President Carter issued an executive order in 1979 to create the new Federal Emergency Management Agency. It was created to take over the responsibilities of several other emergency management organizations, including Civil Defense, the Federal Disaster Assistance Administration, the Federal Insurance Administration, the Federal Preparedness Agency and the National Weather Service Community Preparedness Program, to name a few.
In 2003, FEMA, along with 22 other government agencies, was absorbed by the Department of Homeland Security (DHS). FEMA is one of the four main components of DHS, with over 2,000 full time employees and 5,000 reserves. Billions of dollars have been funneled into its programs since its inception just over 25 years ago. The streamlining of emergency agencies was intended to create a more seamless system of preparedness, response and recovery.

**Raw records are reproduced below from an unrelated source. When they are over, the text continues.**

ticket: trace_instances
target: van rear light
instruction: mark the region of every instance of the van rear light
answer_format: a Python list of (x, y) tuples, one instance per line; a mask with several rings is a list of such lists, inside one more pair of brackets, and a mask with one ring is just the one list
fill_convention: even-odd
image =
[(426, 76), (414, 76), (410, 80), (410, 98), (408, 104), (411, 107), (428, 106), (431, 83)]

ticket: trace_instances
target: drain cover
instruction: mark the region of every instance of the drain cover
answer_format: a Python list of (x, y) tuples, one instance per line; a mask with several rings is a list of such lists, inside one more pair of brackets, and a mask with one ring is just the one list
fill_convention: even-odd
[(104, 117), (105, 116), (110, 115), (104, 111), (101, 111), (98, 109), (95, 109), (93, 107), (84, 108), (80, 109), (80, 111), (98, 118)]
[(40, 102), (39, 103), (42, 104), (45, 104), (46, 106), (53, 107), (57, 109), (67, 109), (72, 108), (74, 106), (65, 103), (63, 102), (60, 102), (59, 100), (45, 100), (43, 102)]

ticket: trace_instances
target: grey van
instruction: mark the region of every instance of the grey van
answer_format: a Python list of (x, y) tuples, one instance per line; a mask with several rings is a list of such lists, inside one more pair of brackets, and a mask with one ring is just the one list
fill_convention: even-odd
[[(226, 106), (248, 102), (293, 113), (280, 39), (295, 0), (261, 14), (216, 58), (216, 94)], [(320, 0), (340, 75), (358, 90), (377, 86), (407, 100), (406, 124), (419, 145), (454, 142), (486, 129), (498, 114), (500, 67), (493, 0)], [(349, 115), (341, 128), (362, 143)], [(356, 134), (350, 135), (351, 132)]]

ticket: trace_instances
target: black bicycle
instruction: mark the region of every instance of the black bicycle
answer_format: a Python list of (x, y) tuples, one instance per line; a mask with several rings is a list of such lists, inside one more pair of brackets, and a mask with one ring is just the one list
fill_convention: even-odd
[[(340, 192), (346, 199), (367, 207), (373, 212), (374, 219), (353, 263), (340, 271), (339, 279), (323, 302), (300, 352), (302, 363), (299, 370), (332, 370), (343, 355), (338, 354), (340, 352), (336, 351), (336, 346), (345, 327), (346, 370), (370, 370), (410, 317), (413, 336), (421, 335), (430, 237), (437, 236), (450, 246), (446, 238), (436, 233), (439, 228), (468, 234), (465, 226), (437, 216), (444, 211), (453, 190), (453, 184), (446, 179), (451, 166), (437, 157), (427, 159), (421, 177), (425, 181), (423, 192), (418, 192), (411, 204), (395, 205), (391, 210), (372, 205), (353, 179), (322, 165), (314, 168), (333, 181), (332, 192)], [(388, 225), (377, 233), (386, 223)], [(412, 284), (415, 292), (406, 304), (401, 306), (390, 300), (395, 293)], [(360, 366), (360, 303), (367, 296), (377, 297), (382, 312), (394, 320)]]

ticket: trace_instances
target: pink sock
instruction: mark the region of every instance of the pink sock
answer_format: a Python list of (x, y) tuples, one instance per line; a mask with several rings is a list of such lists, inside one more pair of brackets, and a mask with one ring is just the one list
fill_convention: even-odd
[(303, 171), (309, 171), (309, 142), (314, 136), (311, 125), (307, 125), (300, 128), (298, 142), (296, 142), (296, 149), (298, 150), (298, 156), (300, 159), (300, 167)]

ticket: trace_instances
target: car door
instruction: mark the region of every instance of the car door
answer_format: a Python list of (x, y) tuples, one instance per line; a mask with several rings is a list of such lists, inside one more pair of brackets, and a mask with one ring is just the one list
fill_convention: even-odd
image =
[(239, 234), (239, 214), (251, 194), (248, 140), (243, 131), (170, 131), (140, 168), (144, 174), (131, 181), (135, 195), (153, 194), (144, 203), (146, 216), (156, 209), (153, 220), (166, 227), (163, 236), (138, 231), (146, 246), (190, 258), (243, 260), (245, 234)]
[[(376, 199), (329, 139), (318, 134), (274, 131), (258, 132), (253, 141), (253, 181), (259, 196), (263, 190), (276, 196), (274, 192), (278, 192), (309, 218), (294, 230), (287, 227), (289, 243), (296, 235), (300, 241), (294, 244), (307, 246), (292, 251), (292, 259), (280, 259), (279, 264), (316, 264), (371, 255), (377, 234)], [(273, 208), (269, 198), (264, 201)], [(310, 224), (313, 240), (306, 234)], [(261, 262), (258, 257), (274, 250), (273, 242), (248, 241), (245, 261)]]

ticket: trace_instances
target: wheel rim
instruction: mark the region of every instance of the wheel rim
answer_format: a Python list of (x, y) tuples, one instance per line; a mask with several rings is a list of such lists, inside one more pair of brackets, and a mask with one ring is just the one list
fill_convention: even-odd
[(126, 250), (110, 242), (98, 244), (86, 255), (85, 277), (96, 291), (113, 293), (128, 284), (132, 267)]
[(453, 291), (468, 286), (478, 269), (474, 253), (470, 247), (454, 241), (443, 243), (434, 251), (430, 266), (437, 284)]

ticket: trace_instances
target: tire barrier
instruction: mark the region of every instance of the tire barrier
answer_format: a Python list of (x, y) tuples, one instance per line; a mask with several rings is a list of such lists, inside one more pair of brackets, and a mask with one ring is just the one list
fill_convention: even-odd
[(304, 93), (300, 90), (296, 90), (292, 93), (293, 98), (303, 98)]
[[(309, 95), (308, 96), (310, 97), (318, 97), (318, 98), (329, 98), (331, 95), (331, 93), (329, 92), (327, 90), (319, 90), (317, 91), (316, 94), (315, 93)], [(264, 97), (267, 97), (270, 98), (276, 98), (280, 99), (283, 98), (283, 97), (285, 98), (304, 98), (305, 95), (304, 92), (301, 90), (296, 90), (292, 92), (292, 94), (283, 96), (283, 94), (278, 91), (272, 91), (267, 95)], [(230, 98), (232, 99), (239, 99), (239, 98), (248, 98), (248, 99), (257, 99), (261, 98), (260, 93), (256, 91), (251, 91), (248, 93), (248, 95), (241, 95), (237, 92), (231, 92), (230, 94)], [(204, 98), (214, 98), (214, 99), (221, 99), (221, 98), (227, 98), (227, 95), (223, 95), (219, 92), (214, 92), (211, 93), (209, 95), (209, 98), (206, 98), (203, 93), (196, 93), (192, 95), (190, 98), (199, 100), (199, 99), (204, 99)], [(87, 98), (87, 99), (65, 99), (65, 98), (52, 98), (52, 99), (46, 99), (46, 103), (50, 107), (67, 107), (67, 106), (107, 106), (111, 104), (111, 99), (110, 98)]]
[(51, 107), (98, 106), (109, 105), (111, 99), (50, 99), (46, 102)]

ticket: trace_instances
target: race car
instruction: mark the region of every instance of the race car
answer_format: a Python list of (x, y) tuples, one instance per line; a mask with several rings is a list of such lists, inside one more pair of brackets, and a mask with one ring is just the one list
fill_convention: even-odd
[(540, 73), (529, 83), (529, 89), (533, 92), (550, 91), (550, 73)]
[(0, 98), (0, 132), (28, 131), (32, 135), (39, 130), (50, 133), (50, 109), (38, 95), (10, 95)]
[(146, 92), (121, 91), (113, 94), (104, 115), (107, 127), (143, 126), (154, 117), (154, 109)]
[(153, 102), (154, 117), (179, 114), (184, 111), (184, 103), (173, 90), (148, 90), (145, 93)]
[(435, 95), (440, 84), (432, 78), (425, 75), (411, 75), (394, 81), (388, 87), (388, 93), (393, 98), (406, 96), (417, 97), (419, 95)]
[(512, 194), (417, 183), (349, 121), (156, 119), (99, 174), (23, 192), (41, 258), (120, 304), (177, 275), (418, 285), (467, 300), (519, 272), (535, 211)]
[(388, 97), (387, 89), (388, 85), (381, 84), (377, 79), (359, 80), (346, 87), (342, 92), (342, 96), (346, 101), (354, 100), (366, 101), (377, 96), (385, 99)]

This new and improved "seamless" approach has been tested over time by disasters such as earthquakes, hurricanes, contamination, nuclear meltdown and terrorist attacks. The agency has had its share of problems, and its director seems to change any time a disaster response doesn't live up to the public's expectations.
The public needs to remember that "disasters" are so named for a reason, and that no agency on the planet can completely prevent disasters or respond perfectly to a given situation, no matter how streamlined, organized, or well-funded. While FEMA works to protect the public, people also have a responsibility to protect themselves and their families.
A commonly used estimate is that a federal response can take anywhere from 48 to 120 hours, depending on the disaster. People should have survival supplies at the ready, including non-perishable food items, bottled water, first aid supplies, a flashlight, a radio, batteries, tools, and some form of communication or personal alarm. Supplies need to be in amounts sufficient to last at least 3 to 4 days while waiting for rescue assistance in case of a disaster.
A huge and bureaucratic government cannot guarantee the personal safety of every individual, nor can even the most adept agency. People must take a certain amount of personal responsibility for their own protection and well being.